Gansbaai, Afrique du sud. Autopsie d’un grand requin femelle de 4,9 m de long, prédaté par des orques. ©www.sharkwatchsa.com


Orque 3 – 0 Requin

Au début du mois de mai 2017, en l’espace de quatre jours, pas moins trois carcasses de grand blanc (Carcharodon carcharias) arborant de belles traces de morsures ont en effet été retrouvées sur les rivages d’Afrique du sud. Deux d’entre elles à Gansbaai, dans la province du Cap occidental, un village de pêcheurs connu pour être un spot touristique d’observation du grand blanc, la troisième un peu plus à l’est, à Struisbai. Après les attaques, pendant plus de deux semaines, les tour operators proposant des plongées en cage ont signalé une chute du nombre de signalement de grands blancs. De toute évidence, les grands blancs avaient déserté les parages, effrayés par plus effrayant qu’eux…

La chronologie des découvertes est exposée sur le blog Marine Dynamics par les biologistes du Dyer Island Conservation Trust, un organisme engagé dans l’étude et la préservation des écosystèmes marins sud-africains. Le trois mai, à sept heures du matin, était signalée la découverte d’une femelle, longue de 4,9 m – une taille respectable, correpondant à un individu sexuellement mature. Le lendemain, c’était autour d’un mâle plus petit, de 3,4 m, trouvé sur la même plage. Puis le sept mai, à un autre endroit, un autre mâle, mâture, de 4,5 m.
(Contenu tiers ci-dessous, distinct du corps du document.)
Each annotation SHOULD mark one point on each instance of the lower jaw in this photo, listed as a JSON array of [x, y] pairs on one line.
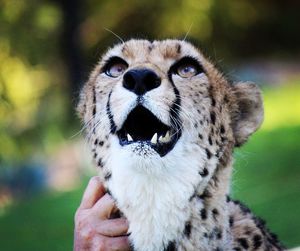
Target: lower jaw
[[146, 146]]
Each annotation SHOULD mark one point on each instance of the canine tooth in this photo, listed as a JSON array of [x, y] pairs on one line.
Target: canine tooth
[[154, 139], [167, 136], [129, 138], [165, 139]]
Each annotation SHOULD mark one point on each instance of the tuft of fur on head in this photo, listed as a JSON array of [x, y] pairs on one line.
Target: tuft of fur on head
[[211, 116]]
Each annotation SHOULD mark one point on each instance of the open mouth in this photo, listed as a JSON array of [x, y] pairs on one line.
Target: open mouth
[[142, 126]]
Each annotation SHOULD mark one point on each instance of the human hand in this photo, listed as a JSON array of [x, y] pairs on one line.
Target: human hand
[[94, 231]]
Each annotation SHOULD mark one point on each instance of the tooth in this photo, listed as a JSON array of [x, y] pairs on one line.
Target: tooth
[[167, 136], [161, 139], [154, 139], [129, 138], [165, 139]]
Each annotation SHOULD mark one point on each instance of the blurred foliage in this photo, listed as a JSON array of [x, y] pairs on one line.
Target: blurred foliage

L’équipe a procédé à une batterie d’analyses complètes des squales, du moins des deux plus grands, car le second individu était moins bien conservé, comprenant des mesures morphométriques afin d’obtenir des informations fiables sur la taille des individus, une récolte de leurs parasites, copépodes et autres nématodes, des prélèvements de tissus musculaires, pour études génétiques, physiologiques et du régime alimentaire, ainsi qu’un examen approfondi de leurs blessures. Des vertèbres ont également été collectées pour des études sur la croissance, et tous les organes ont été dûment mesurés et pesés. Du moins ceux qui restaient.

Car le point commun de toutes ces carcasses est qu’elles avaient proprement été délestées de leur foie – ainsi que du cœur, dans le deuxième cas. Un travail de précision dans lequel les biologistes reconnaissent la dent experte de l’orque (Orcinus orca).

Le foie du grand requin blanc, gorgé de squalène, manque à l’appel. ©www.sharkwatchsa.com


Comment perdre foie

Et pourquoi donc le foie plutôt qu’une bonne soupe d’ailerons ? Tout simplement parce que cet organe, particulièrement volumineux chez le requin, est aussi particulièrement nutritif puisqu’il renferme une grosse quantité de squalène, un lipide naturellement produit par tous les animaux – toi aussi, o lecteur, dans ton auguste sébum. D’une densité inférieure à l’eau, c’est essentiellement lui qui permet aux poissons cartilagineux dépourvus de vessie natatoire comme les requins de flotter.

Si le spectacle de ces squales éviscérés échoués sur une plage constitue des observations « sans précédent », selon les biologistes qui ont eu à les autopsier, c’est parce qu’elles concernent des grands blancs. Les cas d’orques prédatant des requins, eux, n’ont rien d’étonnant. Pour autant, ils sont encore relativement mal documentés.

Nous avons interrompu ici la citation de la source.